Прежде всего боевое крыло бунды, которое ходило под Кондратом, занималось охраной Заводского и торговых точек Вадима, понесло потери. С возвращением Вадима с войны, да еще и с боевыми наградами, банда могла переманить или нанять больше ветеранов, покинувших службу из-за ран или по возрасту. Они займут места инструкторов для более молодых и горячих парней с улиц. В городах часто собирались беглые крестьяне, которые предпочитали теряться в портовых зонах или ночлежках. Вадим предложил организовать полноценные общежития и общественные столовые, чтобы дать возможность людям постепенно выйти из нелегального статуса, просто купив документы.
— Вадим, а где мы возьмем деньги для общежитий, кухонь? Кто там будет следить за порядком? — спросил Кондрат, который опасался, что именно его людям и предстоит разнимать драки.
— Сами будут. Организуем дружины, для сохранения порядка. Самых способных будем отправлять в боевое крыло, самых беспокойных отправлять купаться в Балтийское море.
— Но там же холодно! Они заболеют и умрут, — Максим знал, что задает максимально наивный вопрос, но кто если не он.
— Настоящих преступников, которые готовы идти, например, на убийство не так уж и много из общего числа людей. Даже в обществе бедных, они не найдут укрытия. Мы же просто наведем порядок и дадим людям надежду выбраться из порочного круга. Если они не захотят сотрудничать или работать, то это их дело. Но не в моем городе, — Вадим стукнул по столу, столешница жалобно заскрипела, — Нам добровольно помогут местные торговцы. Они просто не смогут обойти такое богоугодное дело.
— Но это война! — Максим расстегнул верхнюю пуговицу рубашки.
— Она уже идет. Под Новгородом погибли наши люди. На Михаила напали. Что будет дальше? Мы же никого не трогали, пока не тронули нас.
Вадим подошел к карте России и карандашом соединил треугольник Петербург, Новгород, Москва.
— Мы возьмем под контроль все. Начиная от кулачных боев, заканчивая подработкой для бедных.

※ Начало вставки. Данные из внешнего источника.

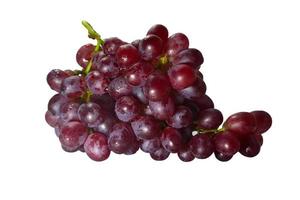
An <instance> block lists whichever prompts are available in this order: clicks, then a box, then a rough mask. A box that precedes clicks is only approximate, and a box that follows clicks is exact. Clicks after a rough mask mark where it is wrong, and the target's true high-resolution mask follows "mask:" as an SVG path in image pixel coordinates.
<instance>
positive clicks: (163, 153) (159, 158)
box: [150, 148, 170, 161]
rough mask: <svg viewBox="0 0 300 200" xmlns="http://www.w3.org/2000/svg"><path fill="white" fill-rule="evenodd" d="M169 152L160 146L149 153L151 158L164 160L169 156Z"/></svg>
mask: <svg viewBox="0 0 300 200" xmlns="http://www.w3.org/2000/svg"><path fill="white" fill-rule="evenodd" d="M169 155H170V153H169V152H168V151H166V150H165V149H164V148H160V149H158V150H156V151H155V152H153V153H150V156H151V158H152V159H153V160H156V161H161V160H166V159H167V158H168V157H169Z"/></svg>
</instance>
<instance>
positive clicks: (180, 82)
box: [168, 64, 197, 90]
mask: <svg viewBox="0 0 300 200" xmlns="http://www.w3.org/2000/svg"><path fill="white" fill-rule="evenodd" d="M168 76H169V80H170V83H171V85H172V87H173V88H174V89H175V90H182V89H184V88H187V87H190V86H192V85H193V83H194V82H195V81H196V79H197V77H196V71H195V69H193V68H192V67H191V66H189V65H186V64H180V65H176V66H173V67H172V68H170V69H169V71H168Z"/></svg>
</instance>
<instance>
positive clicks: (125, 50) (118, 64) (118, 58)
mask: <svg viewBox="0 0 300 200" xmlns="http://www.w3.org/2000/svg"><path fill="white" fill-rule="evenodd" d="M116 58H117V63H118V65H119V66H120V67H121V68H124V69H128V68H129V67H131V66H132V65H133V64H135V63H136V62H138V61H139V60H140V56H139V52H138V50H137V48H135V47H134V46H133V45H132V44H124V45H122V46H120V47H119V49H118V51H117V54H116Z"/></svg>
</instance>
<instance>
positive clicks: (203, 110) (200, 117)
mask: <svg viewBox="0 0 300 200" xmlns="http://www.w3.org/2000/svg"><path fill="white" fill-rule="evenodd" d="M222 122H223V115H222V113H221V112H220V111H219V110H217V109H214V108H208V109H205V110H202V111H200V112H199V118H198V121H197V127H198V128H200V129H203V130H210V129H217V128H218V127H219V126H220V125H221V124H222Z"/></svg>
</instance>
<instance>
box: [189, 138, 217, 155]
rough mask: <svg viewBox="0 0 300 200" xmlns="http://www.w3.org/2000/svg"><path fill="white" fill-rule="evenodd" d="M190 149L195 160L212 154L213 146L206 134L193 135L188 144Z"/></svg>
mask: <svg viewBox="0 0 300 200" xmlns="http://www.w3.org/2000/svg"><path fill="white" fill-rule="evenodd" d="M189 145H190V149H191V151H192V153H193V155H194V156H195V157H196V158H200V159H205V158H208V157H209V156H210V155H211V154H212V153H213V152H214V145H213V142H212V140H211V138H210V137H209V136H208V135H206V134H197V135H195V136H194V137H193V138H192V139H191V141H190V143H189Z"/></svg>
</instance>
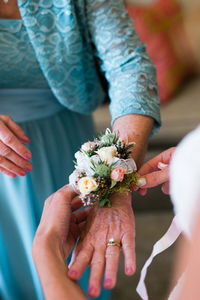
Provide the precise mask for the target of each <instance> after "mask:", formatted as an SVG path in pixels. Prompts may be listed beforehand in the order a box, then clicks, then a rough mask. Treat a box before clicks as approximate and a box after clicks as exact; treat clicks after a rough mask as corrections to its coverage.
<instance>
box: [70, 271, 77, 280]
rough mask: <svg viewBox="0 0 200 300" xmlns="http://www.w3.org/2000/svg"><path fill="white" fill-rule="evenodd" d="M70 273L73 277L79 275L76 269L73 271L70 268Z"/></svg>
mask: <svg viewBox="0 0 200 300" xmlns="http://www.w3.org/2000/svg"><path fill="white" fill-rule="evenodd" d="M69 275H70V276H71V277H73V278H76V276H77V272H76V271H73V270H72V271H71V270H69Z"/></svg>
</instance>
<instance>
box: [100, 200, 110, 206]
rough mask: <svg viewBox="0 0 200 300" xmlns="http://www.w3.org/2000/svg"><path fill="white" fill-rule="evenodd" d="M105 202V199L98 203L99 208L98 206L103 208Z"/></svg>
mask: <svg viewBox="0 0 200 300" xmlns="http://www.w3.org/2000/svg"><path fill="white" fill-rule="evenodd" d="M107 200H108V199H106V198H104V199H101V200H100V201H99V206H100V207H104V205H105V204H106V203H107Z"/></svg>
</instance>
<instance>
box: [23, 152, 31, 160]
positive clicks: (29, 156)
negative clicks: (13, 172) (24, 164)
mask: <svg viewBox="0 0 200 300" xmlns="http://www.w3.org/2000/svg"><path fill="white" fill-rule="evenodd" d="M24 157H25V158H26V159H31V157H32V155H31V153H29V152H26V153H24Z"/></svg>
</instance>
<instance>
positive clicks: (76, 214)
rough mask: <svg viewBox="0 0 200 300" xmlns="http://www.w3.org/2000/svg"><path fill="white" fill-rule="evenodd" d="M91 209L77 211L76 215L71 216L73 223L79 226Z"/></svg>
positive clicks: (74, 214)
mask: <svg viewBox="0 0 200 300" xmlns="http://www.w3.org/2000/svg"><path fill="white" fill-rule="evenodd" d="M90 210H91V208H89V207H88V208H84V209H81V210H79V211H77V212H76V213H74V214H73V216H74V217H75V223H76V224H79V223H81V222H83V221H85V220H86V219H87V216H88V214H89V212H90Z"/></svg>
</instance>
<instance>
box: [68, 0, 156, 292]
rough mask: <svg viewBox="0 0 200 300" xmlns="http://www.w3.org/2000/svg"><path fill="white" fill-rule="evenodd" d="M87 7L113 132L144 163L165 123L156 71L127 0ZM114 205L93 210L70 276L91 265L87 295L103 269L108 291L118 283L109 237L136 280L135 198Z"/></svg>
mask: <svg viewBox="0 0 200 300" xmlns="http://www.w3.org/2000/svg"><path fill="white" fill-rule="evenodd" d="M86 3H87V5H86V9H87V17H88V25H89V30H90V34H91V39H92V41H93V43H94V45H95V47H96V50H97V56H98V58H99V60H100V65H101V69H102V71H103V72H104V73H105V76H106V78H107V80H108V82H109V96H110V99H111V105H110V110H111V115H112V124H113V130H116V131H119V134H120V137H121V138H123V139H125V140H128V141H129V142H131V141H134V142H136V143H137V145H136V146H135V149H134V152H133V155H134V158H135V159H136V161H137V163H138V164H140V163H141V161H142V160H143V157H144V154H145V151H146V146H147V140H148V138H149V135H150V133H151V130H152V127H154V132H155V131H156V130H157V128H158V127H159V122H160V119H159V99H158V96H157V89H156V80H155V70H154V68H153V66H152V64H151V63H150V60H149V57H148V55H147V54H146V52H145V47H144V45H143V44H142V43H141V42H140V41H139V39H138V37H137V35H136V34H135V31H134V29H133V24H132V21H131V20H130V19H129V18H128V15H127V12H126V10H125V7H124V4H123V1H122V0H117V1H116V0H109V1H108V0H107V1H105V0H101V1H97V0H87V1H86ZM153 119H154V120H153ZM111 202H112V207H111V208H105V209H104V208H103V209H102V208H99V207H95V208H94V209H92V210H91V213H90V218H89V219H88V220H87V228H86V230H85V232H84V233H83V235H82V237H81V239H80V241H79V243H78V245H77V247H76V249H75V251H74V255H73V259H72V263H71V265H70V271H69V276H70V277H71V278H73V279H79V278H80V277H81V275H82V273H83V271H84V270H85V269H86V268H87V266H88V265H89V264H91V273H90V280H89V290H88V293H89V295H90V296H91V297H97V296H98V295H99V294H100V290H101V281H102V278H103V273H104V268H105V278H104V287H105V288H108V289H109V288H113V287H114V285H115V283H116V274H117V269H118V262H119V249H118V247H113V246H109V247H107V243H108V238H109V237H112V236H113V237H114V238H115V239H117V242H118V243H121V244H122V248H123V252H124V256H125V273H126V274H127V275H132V274H134V271H135V250H134V248H135V240H134V237H135V226H134V215H133V211H132V206H131V195H130V194H129V195H128V196H126V195H119V194H116V195H114V196H113V198H112V199H111ZM119 228H120V229H119ZM117 229H118V230H117ZM116 231H117V232H116ZM111 251H112V252H111Z"/></svg>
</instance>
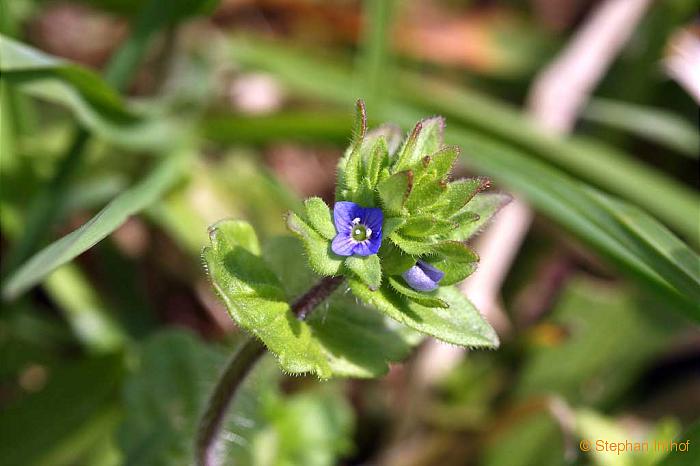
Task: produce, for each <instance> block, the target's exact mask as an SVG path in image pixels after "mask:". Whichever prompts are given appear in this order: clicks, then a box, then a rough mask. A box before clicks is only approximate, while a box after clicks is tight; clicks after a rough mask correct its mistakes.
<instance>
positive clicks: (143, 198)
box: [2, 148, 191, 299]
mask: <svg viewBox="0 0 700 466" xmlns="http://www.w3.org/2000/svg"><path fill="white" fill-rule="evenodd" d="M190 153H191V149H189V148H183V149H180V150H178V151H176V152H175V153H172V154H169V155H166V156H165V159H164V160H163V161H161V162H160V163H159V165H158V166H157V167H156V168H155V169H154V170H153V171H152V172H151V173H150V174H149V175H148V176H146V177H145V178H144V179H143V180H142V181H141V182H139V183H138V184H137V185H135V186H134V187H132V188H131V189H129V190H127V191H125V192H123V193H122V194H120V195H119V196H117V197H116V198H115V199H114V200H112V202H110V203H109V204H108V205H107V206H106V207H105V208H104V209H102V210H101V211H100V212H98V213H97V215H95V216H94V217H92V218H91V219H90V220H88V221H87V222H86V223H84V224H83V225H82V226H81V227H80V228H78V229H77V230H74V231H72V232H71V233H69V234H67V235H66V236H64V237H63V238H61V239H59V240H57V241H55V242H53V243H51V244H50V245H49V246H47V247H46V248H44V249H42V250H41V251H39V252H38V253H37V254H35V255H34V256H32V257H31V258H30V259H29V260H28V261H27V262H26V263H25V264H24V265H22V266H21V267H20V268H19V269H18V270H17V271H16V272H14V273H13V274H12V275H10V276H9V277H8V279H7V281H6V282H5V284H4V285H3V288H2V295H3V298H5V299H13V298H16V297H17V296H19V295H21V294H22V293H24V292H25V291H27V290H28V289H29V288H31V287H33V286H35V285H37V284H38V283H40V282H41V281H42V280H43V279H44V277H46V276H47V275H48V274H49V273H51V272H52V271H54V270H56V269H57V268H58V267H60V266H61V265H63V264H65V263H67V262H70V261H71V260H73V259H74V258H76V257H77V256H79V255H80V254H82V253H83V252H85V251H87V250H88V249H90V248H91V247H93V246H94V245H95V244H97V243H98V242H100V241H102V240H103V239H104V238H106V237H107V236H108V235H109V234H110V233H112V232H113V231H114V230H116V229H117V228H119V226H120V225H121V224H122V223H124V222H125V221H126V220H127V219H128V218H129V216H131V215H134V214H136V213H138V212H140V211H141V210H143V209H145V208H146V207H148V206H149V205H151V204H153V203H154V202H155V201H157V200H158V199H159V198H160V197H161V196H162V195H163V194H164V193H165V192H166V191H167V190H168V189H169V188H170V187H171V186H173V184H174V183H175V182H176V181H177V180H178V179H180V177H181V176H182V175H183V173H184V171H185V165H186V164H185V162H186V160H187V159H188V157H189V155H190Z"/></svg>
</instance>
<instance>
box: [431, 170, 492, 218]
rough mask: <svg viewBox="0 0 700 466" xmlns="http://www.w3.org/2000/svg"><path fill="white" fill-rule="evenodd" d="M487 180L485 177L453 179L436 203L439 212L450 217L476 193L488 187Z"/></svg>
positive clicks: (488, 181)
mask: <svg viewBox="0 0 700 466" xmlns="http://www.w3.org/2000/svg"><path fill="white" fill-rule="evenodd" d="M488 185H489V181H488V179H486V178H464V179H461V180H457V181H453V182H451V183H449V184H448V185H447V189H446V190H445V192H444V194H443V195H442V197H441V198H440V200H439V201H438V202H437V204H436V206H435V207H436V208H438V209H440V213H441V214H442V215H444V216H445V217H451V216H453V215H454V214H456V213H457V212H459V211H460V210H462V208H463V207H464V206H465V205H467V203H468V202H469V201H470V200H471V199H472V198H473V197H474V195H476V193H478V192H479V191H481V190H483V189H485V188H486V187H488Z"/></svg>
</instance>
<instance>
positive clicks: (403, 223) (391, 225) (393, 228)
mask: <svg viewBox="0 0 700 466" xmlns="http://www.w3.org/2000/svg"><path fill="white" fill-rule="evenodd" d="M404 223H406V219H405V218H403V217H388V218H385V219H384V226H383V227H382V234H383V235H384V237H388V236H389V235H390V234H391V233H393V232H394V231H396V230H398V229H399V228H401V226H402V225H403V224H404Z"/></svg>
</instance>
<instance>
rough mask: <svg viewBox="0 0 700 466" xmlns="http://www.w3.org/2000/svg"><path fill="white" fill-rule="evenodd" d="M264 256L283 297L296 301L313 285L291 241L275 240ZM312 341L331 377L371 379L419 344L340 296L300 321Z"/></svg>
mask: <svg viewBox="0 0 700 466" xmlns="http://www.w3.org/2000/svg"><path fill="white" fill-rule="evenodd" d="M263 254H264V257H265V258H266V260H267V262H268V263H269V264H270V265H271V267H272V268H273V270H274V271H275V272H276V274H277V276H278V277H279V278H280V280H281V282H282V283H283V286H284V287H285V290H286V291H287V295H288V296H290V297H296V296H299V295H301V294H302V293H304V292H306V291H307V290H308V288H309V286H310V284H312V283H315V282H316V281H317V280H318V276H317V275H315V274H314V273H313V272H312V271H311V270H310V269H309V268H307V267H305V266H304V263H303V261H300V260H299V257H300V256H301V255H302V254H303V248H302V246H301V244H300V241H298V240H297V239H296V238H292V237H276V238H273V239H272V240H271V241H269V242H268V243H267V244H266V245H265V248H264V252H263ZM305 323H306V324H308V325H309V326H310V327H311V329H312V332H313V335H314V339H315V340H316V341H317V342H318V343H319V344H320V345H322V347H323V348H324V351H326V353H327V354H328V357H329V362H330V365H331V367H332V369H333V374H334V375H337V376H347V377H376V376H379V375H382V374H385V373H386V372H387V371H388V370H389V366H388V364H387V362H389V361H401V360H402V359H404V358H405V357H407V356H408V354H409V351H410V349H411V347H412V346H413V345H415V344H417V343H418V341H419V339H418V338H417V337H416V335H415V334H413V333H412V332H411V331H408V329H406V328H403V327H400V326H396V325H395V324H393V322H392V323H391V324H392V325H389V324H388V323H387V322H386V318H385V317H384V316H383V315H382V314H380V313H379V312H377V311H376V310H374V309H370V308H365V307H361V306H358V305H357V304H356V300H355V299H354V298H353V297H352V296H350V295H345V294H342V293H335V294H333V295H332V296H331V297H330V299H329V300H328V301H327V302H326V303H324V304H322V305H321V306H320V307H319V308H318V309H316V310H315V311H314V312H312V313H311V314H310V315H309V316H308V317H307V320H306V321H305Z"/></svg>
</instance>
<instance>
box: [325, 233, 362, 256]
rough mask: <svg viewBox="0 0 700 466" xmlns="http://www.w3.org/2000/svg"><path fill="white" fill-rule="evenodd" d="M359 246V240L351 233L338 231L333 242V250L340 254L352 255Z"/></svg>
mask: <svg viewBox="0 0 700 466" xmlns="http://www.w3.org/2000/svg"><path fill="white" fill-rule="evenodd" d="M356 246H357V241H355V240H353V239H352V238H351V237H350V235H349V233H338V234H337V235H335V238H333V242H332V243H331V251H333V252H334V253H336V254H338V255H339V256H352V254H353V252H354V251H355V247H356Z"/></svg>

Если где-то сидит несчастный самогонщик, от пойла которого люди слепнут, то мы его найдем и вздернем.
— Вадим, это слишком, — на этот раз встрял Кондрат.
— Слишком, это когда народ пухнет от голода, когда бедняки замерзают прямо на улицах, когда по городу мы находим обглоданные тела людей. Или ты забыл, что нашли Микола с Алексеем? — Вадим взял Кондрата за грудки, — шутки кончились, началась работа.
Разговор закончился поздно вечером. За время собрания они успели спланировать операцию по поиску Седого, которого предписывалось только найти, но не трогать. Максиму же Вадим задал отдельные задания по расширению Заводского и покупке земли около залива.
— Вадим, а правда, что вы убили того турка серебряными пулями? — спросил Кондрат, когда Максим оставил их наедине.
— Если бы, — тяжело вздохнул Вадим, — золотыми. Я, можно сказать, ограбил Захария, чтобы сделать десяток выстрелов для слонобойной винтовки. Михаил не даст соврать.
— Я понял, — кивнул Кондрат и пошел в ресторан, раздавать приказы.
Вадим же остался в штабе один. Он постучал пальцами по стене, где висела карта Российской империи.
— Рядом повешу карту со всем миром. Будем расширяться.